“O verdadeiro heroísmo forçosamente emerge no intervalo imenso que medeia entre a coragem e o absurdo” (pág. 66). Essa é a conclusão do narrador do conto «Darjeeling», um dos que Ignacio Padilla integrou no seu livro «Os Antípodas e o Século.
Tudo se passa quando o subcontinente indiano constituía a «Jóia da Coroa» do Império Britânico, que rivalizava com os russos quanto à clarificação da cartografia na região dos Himalaias. E com o obstáculo de ser vedada aos ocidentais a entrada no Tibete sob pena de ali serem sumariamente executados pelos carrascos a mando dos lamas.
Esse narrador fora o braço direito do heroico coronel Bailey, cuja morte seria motivo de faustosas exéquias a mando da Real Sociedade de Geografia. E que, um dia o incumbira de procurar um valoroso cartógrafo, entretanto envelhecido e a exercer o mester de alfaiate numa loja de Darjeeling, para lhe oferecer recompensa ridícula pelos seus feitos em prol da comprovação de uma suspeita estrategicamente relevante: que o rio Tsangpo era um afluente do Bramaputra.
Apesar de enormes dificuldades, que incluíra a escravatura nos altos picos do Nepal, esse Kintup porfiara em realizar a missão, que Bailey lhe dera.

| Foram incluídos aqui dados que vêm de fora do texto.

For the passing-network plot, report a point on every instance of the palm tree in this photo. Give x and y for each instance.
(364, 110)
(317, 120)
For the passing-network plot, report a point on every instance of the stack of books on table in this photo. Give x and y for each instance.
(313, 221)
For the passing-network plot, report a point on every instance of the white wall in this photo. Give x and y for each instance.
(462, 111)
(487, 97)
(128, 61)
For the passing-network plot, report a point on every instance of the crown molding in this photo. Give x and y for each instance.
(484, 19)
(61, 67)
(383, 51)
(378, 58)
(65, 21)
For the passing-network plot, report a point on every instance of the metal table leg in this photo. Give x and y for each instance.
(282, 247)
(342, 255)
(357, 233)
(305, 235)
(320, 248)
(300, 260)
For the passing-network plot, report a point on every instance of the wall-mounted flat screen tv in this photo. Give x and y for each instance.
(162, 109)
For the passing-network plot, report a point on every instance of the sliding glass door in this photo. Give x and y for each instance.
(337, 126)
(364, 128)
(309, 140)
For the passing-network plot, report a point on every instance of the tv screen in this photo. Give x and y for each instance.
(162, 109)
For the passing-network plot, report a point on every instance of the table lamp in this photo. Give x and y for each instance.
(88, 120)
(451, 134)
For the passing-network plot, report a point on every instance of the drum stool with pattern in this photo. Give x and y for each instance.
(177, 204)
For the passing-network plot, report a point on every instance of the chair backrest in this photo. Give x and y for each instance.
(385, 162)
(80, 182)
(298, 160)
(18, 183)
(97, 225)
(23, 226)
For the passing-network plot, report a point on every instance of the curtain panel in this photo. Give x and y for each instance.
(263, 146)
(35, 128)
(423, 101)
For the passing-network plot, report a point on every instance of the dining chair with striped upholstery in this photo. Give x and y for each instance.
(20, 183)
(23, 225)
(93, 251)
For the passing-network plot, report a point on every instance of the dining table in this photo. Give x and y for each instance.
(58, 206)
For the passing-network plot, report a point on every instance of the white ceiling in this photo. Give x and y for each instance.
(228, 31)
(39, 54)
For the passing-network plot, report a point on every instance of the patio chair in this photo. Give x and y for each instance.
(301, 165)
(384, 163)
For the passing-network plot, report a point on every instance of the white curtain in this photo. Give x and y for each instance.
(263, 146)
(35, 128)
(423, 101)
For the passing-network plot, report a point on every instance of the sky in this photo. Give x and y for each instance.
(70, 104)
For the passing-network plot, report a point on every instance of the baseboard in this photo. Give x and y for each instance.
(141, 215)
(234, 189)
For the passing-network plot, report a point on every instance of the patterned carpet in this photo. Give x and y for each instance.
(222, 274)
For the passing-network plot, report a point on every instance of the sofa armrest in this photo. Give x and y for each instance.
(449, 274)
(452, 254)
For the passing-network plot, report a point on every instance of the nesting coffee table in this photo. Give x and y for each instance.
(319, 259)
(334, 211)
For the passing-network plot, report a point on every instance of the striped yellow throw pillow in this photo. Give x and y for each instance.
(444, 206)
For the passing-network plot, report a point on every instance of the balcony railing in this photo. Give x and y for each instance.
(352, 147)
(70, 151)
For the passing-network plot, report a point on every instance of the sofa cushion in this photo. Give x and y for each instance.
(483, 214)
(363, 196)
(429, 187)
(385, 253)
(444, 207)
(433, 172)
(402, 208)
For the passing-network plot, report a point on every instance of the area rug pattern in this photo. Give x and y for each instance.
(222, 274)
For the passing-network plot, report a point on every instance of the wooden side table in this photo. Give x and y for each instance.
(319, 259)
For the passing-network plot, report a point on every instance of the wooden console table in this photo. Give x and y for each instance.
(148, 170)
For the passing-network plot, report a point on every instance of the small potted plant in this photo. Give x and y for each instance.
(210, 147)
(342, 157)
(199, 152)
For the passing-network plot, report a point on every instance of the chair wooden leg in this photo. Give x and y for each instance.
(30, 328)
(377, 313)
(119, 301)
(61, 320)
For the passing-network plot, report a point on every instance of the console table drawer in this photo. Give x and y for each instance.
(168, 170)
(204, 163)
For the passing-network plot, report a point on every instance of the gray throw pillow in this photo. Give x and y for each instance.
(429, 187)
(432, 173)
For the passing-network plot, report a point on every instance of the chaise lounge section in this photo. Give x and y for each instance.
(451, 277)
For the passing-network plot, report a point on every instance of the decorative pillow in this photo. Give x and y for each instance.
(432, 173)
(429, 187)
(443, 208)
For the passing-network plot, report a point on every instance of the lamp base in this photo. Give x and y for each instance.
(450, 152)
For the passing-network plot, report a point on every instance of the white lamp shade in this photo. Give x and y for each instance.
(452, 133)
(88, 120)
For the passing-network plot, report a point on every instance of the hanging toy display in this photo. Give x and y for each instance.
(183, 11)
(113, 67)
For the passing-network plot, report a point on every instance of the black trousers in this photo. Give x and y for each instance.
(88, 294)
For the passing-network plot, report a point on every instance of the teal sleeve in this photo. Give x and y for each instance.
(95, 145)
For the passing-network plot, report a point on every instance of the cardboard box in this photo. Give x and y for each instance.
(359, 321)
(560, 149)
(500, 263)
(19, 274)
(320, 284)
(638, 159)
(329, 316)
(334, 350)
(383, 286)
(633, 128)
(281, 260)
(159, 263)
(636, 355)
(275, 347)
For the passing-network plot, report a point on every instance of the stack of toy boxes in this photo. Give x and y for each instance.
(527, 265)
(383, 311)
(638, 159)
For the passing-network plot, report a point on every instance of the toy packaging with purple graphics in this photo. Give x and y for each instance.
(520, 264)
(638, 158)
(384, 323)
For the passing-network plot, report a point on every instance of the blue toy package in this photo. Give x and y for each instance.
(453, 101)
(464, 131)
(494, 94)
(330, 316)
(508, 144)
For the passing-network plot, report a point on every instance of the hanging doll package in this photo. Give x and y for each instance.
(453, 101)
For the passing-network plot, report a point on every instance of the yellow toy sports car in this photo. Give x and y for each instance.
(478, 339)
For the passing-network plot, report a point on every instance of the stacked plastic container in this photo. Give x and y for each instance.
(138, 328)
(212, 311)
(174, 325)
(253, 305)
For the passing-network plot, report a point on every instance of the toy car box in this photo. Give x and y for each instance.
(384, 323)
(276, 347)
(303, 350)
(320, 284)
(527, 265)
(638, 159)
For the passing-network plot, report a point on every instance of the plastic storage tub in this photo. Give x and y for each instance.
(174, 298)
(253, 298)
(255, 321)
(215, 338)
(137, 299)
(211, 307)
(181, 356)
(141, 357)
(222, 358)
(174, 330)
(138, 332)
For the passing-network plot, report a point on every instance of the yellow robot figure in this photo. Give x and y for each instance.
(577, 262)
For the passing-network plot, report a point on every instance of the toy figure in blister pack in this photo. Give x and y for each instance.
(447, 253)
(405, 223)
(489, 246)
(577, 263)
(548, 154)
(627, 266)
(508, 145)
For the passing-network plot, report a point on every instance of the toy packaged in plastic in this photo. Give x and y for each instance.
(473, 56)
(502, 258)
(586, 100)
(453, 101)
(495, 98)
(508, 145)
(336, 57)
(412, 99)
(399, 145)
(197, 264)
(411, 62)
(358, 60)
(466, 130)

Mas apesar de se ter tratado de um esforço fútil, até porque outra missão científica comprovara entretanto aquela suspeita, Kintup ficara para o narrador como o exemplo de quem preferiria quebrar a torcer.
Algo, porém, acaba por se revelar bem mais surpreendente: Bailey seria afinal um espião ao serviço dos russos, apesar de celebrado como herói pelos seus concidadãos.

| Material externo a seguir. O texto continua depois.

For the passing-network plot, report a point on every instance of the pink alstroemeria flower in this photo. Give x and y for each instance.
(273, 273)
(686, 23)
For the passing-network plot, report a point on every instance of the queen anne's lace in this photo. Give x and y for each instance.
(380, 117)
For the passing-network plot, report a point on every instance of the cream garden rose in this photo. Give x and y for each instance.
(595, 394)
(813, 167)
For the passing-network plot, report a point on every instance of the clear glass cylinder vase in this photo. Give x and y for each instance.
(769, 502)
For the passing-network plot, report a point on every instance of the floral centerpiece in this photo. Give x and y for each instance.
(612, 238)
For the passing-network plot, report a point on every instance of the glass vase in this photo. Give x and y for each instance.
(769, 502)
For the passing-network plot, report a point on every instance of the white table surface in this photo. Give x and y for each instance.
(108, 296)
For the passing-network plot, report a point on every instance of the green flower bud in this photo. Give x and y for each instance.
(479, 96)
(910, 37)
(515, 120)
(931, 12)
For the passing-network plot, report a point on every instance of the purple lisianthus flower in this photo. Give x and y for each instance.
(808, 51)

Outro conto do livro - «Hagiografia do Apóstata» - é mais curto, mas não menos engenhoso na exploração da surpresa entre o que se julga ir encontrar à medida que a leitura prossegue e o que, de facto, se conclui.
O protagonista é um monge Jean Degard que, assaltado pelas culpas de ter morto um homem, decide internar-se no deserto e encontrar expiação como eremita acoitado numa gruta.
O consolo não chega e, mentalmente, ele começa a convocar o diabo e o seu contrário, alimentando grandes debates dialéticos em torno da existência ou não dos seus fundamentos religiosos.
“O irmão Dégard nunca chegou a conhecer as consequências do combate, uma vez que as duas vias de demonstração o levaram a concluir sem remédio que nem o diabo nem o santo podiam existir ou tinham alguma vez existido. Daí, entre outras coisas, que com frequência o abade Gauthier insista em afirmar que janais alguém viu o demónio naquele ermo onde um eremita mais não alcançaria do que compartilhar a sua solidão com gralhas e grilos.” (pág. 75)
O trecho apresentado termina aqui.